The relative levels of mRNA for MBD4, MLH3, and MLH1 were decreased in 28% (14/50), 34% (17/50) and 36% (18/50) of tumor samples, respectively. The MBD4 mRNA expression was decreased in 46% of non-muscle invasive tumors (Ta/T1) compared with 11% found in muscle invasive tumors (T2-T4) (P<0.003). Analysis of mRNA expression for TDG did not show any significant differences between Ta/T1 and T2-T4 tumors. The frequency of increased DNMT1 mRNA expression was higher in T2-T4 (52%) comparing to Ta/T1 (16%). The overall methylation rates in tumor tissue were 18% for MBD4, 25% for MLH1 and there was no evidence of MLH3 promoter methylation. High grade tumors had significantly lower levels of global DNA methylation (P=0.04). There was a significant association between shorter survival and increased expression of DNMT1 mRNA (P=0.002), decreased expression of MLH1 mRNA (P=0.032) and the presence of MLH1 promoter methylation (P=0.006).
This study highlights the importance of DNA repair pathways and provides the first evidence of the role of MBD4 and MLH3 in bladder cancer. In addition, our findings suggest that DNMT1 mRNA and MLH1 mRNA expression, as well as the status of MLH1 promoter methylation, are attractive prognostic markers in this pathology.
背景/目的:本研究在病理生理和预后意义的背景下,调查了人膀胱癌中选定的DNA修复基因(MBD4、TDG、MLH1、MLH3)和DNMT1的基因表达及DNA甲基化情况。

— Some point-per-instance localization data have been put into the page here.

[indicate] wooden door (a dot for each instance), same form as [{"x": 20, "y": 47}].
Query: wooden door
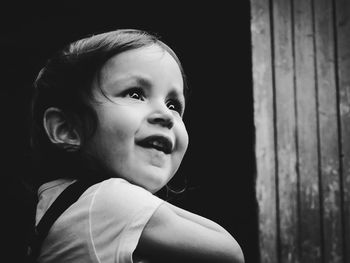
[{"x": 301, "y": 78}]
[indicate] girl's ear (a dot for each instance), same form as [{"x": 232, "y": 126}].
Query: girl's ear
[{"x": 59, "y": 130}]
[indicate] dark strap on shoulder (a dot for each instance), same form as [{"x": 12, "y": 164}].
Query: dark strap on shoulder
[{"x": 69, "y": 195}]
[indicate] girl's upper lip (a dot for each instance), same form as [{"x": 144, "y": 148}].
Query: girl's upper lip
[{"x": 157, "y": 141}]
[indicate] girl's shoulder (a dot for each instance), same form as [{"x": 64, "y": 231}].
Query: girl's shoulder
[{"x": 119, "y": 193}]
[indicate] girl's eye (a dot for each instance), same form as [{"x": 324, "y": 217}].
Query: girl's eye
[
  {"x": 175, "y": 105},
  {"x": 135, "y": 93}
]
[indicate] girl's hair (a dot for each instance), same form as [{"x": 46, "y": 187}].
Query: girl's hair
[{"x": 66, "y": 83}]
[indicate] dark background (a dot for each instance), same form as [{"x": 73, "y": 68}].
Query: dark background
[{"x": 213, "y": 43}]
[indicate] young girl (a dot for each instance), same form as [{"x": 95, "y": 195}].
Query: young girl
[{"x": 109, "y": 108}]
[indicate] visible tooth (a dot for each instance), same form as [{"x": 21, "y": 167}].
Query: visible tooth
[{"x": 157, "y": 143}]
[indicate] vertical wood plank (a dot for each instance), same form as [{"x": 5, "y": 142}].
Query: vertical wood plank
[
  {"x": 309, "y": 207},
  {"x": 286, "y": 128},
  {"x": 343, "y": 40},
  {"x": 328, "y": 132},
  {"x": 264, "y": 130}
]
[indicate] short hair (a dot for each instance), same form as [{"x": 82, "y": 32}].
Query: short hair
[{"x": 66, "y": 83}]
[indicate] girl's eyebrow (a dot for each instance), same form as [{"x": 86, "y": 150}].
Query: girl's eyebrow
[{"x": 141, "y": 80}]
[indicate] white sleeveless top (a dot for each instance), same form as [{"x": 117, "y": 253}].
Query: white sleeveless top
[{"x": 104, "y": 225}]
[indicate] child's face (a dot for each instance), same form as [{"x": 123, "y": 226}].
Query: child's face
[{"x": 140, "y": 136}]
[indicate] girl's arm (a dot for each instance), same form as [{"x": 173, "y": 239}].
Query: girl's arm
[{"x": 175, "y": 235}]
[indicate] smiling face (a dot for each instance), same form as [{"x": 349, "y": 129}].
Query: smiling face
[{"x": 140, "y": 134}]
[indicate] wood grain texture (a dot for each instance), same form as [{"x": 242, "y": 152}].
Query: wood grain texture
[
  {"x": 342, "y": 28},
  {"x": 264, "y": 126},
  {"x": 328, "y": 132},
  {"x": 307, "y": 139},
  {"x": 286, "y": 131}
]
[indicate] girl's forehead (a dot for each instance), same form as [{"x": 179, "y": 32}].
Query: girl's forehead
[{"x": 151, "y": 63}]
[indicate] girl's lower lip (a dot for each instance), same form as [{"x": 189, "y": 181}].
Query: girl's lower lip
[{"x": 155, "y": 157}]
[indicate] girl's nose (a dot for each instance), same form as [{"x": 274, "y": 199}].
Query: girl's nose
[{"x": 162, "y": 117}]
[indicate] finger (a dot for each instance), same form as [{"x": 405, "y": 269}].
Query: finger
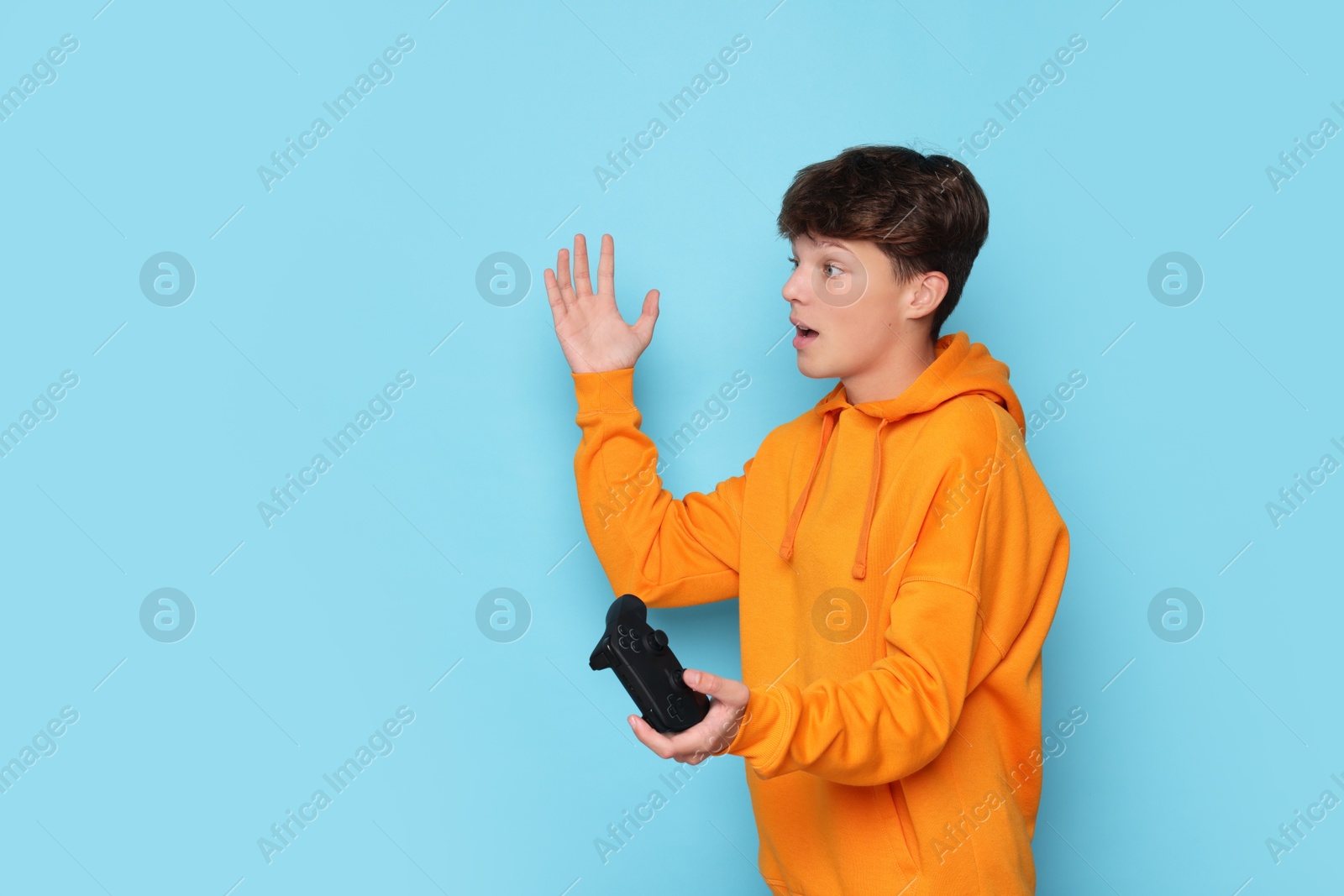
[
  {"x": 553, "y": 291},
  {"x": 562, "y": 275},
  {"x": 725, "y": 689},
  {"x": 660, "y": 745},
  {"x": 606, "y": 266},
  {"x": 648, "y": 316},
  {"x": 582, "y": 280}
]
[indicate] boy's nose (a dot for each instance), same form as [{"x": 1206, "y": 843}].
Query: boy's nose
[{"x": 795, "y": 291}]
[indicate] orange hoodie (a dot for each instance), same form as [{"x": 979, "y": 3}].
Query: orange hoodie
[{"x": 898, "y": 564}]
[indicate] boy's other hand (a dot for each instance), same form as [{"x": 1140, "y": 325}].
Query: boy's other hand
[
  {"x": 593, "y": 335},
  {"x": 709, "y": 738}
]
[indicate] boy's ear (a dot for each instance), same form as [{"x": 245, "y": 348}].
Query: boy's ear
[{"x": 929, "y": 291}]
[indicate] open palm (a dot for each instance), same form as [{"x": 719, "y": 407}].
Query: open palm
[{"x": 593, "y": 335}]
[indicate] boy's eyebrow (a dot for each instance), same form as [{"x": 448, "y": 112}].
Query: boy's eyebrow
[{"x": 831, "y": 242}]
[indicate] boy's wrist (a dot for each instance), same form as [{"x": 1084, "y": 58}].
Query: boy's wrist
[{"x": 605, "y": 390}]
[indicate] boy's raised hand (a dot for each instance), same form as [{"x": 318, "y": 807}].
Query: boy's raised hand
[{"x": 593, "y": 335}]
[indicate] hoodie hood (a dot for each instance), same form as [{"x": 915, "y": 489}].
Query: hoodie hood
[{"x": 960, "y": 367}]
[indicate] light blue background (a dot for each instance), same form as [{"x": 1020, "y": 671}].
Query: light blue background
[{"x": 356, "y": 265}]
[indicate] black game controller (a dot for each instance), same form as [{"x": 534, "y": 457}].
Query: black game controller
[{"x": 644, "y": 663}]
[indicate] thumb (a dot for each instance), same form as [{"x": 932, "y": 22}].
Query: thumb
[{"x": 648, "y": 315}]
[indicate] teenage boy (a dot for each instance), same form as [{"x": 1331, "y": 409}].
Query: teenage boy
[{"x": 897, "y": 558}]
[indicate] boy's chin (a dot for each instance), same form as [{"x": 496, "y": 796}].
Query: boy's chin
[{"x": 816, "y": 369}]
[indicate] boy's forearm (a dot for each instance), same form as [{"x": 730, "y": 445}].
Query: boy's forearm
[{"x": 665, "y": 551}]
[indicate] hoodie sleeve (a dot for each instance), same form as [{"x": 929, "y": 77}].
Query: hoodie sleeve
[
  {"x": 894, "y": 718},
  {"x": 669, "y": 553}
]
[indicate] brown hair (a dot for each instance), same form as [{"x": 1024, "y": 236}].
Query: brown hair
[{"x": 927, "y": 212}]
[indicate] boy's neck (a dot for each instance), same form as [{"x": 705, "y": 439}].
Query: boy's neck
[{"x": 898, "y": 369}]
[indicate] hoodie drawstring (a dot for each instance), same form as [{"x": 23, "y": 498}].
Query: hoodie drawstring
[
  {"x": 792, "y": 526},
  {"x": 860, "y": 557}
]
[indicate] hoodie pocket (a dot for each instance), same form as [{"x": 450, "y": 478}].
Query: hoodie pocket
[{"x": 900, "y": 828}]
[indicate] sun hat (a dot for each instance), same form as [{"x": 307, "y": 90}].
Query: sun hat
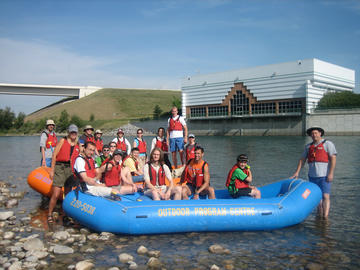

为了确定基因表达模式、整体甲基化和启动子甲基化状态之间的关系,我们进行了实时PCR,以量化50份膀胱癌样本及相邻非癌组织中选定基因的mRNA。甲基化状态通过甲基化特异性聚合酶链反应(MSP)或用甲基化敏感限制性内切酶消化基因组DNA并使用基因特异性引物进行PCR(MSRE-PCR)进行分析。使用基于抗体的5-mC检测方法测量整体DNA甲基化水平。
肿瘤样本中MBD4、MLH3和MLH1的mRNA相对水平分别在28%(14/50)、34%(17/50)和36%(18/50)的样本中降低。与肌肉浸润性肿瘤(T2-T4)中11%的样本相比,46%的非肌肉浸润性肿瘤(Ta/T1)中MBD4 mRNA表达降低(P<0.003)。TDG mRNA表达分析未显示Ta/T1和T2-T4肿瘤之间有任何显著差异。与Ta/T1(16%)相比,T2-T4中DNMT1 mRNA表达增加的频率更高(52%)。肿瘤组织中MBD4的总体甲基化率为18%,MLH1为25%,且没有证据表明MLH3启动子甲基化。高级别肿瘤的整体DNA甲基化水平显著较低(P=0.04)。DNMT1 mRNA表达增加、MLH1 mRNA表达降低以及MLH1启动子甲基化的存在与较短生存期之间存在显著关联(P=0.002、P=0.032和P=0.006)。
本研究突出了DNA修复途径的重要性,并首次提供了MBD4和MLH3在膀胱癌中作用的证据。此外,我们的研究结果表明,DNMT1 mRNA和MLH1 mRNA表达以及MLH1启动子甲基化状态是这种病理情况下有吸引力的预后标志物。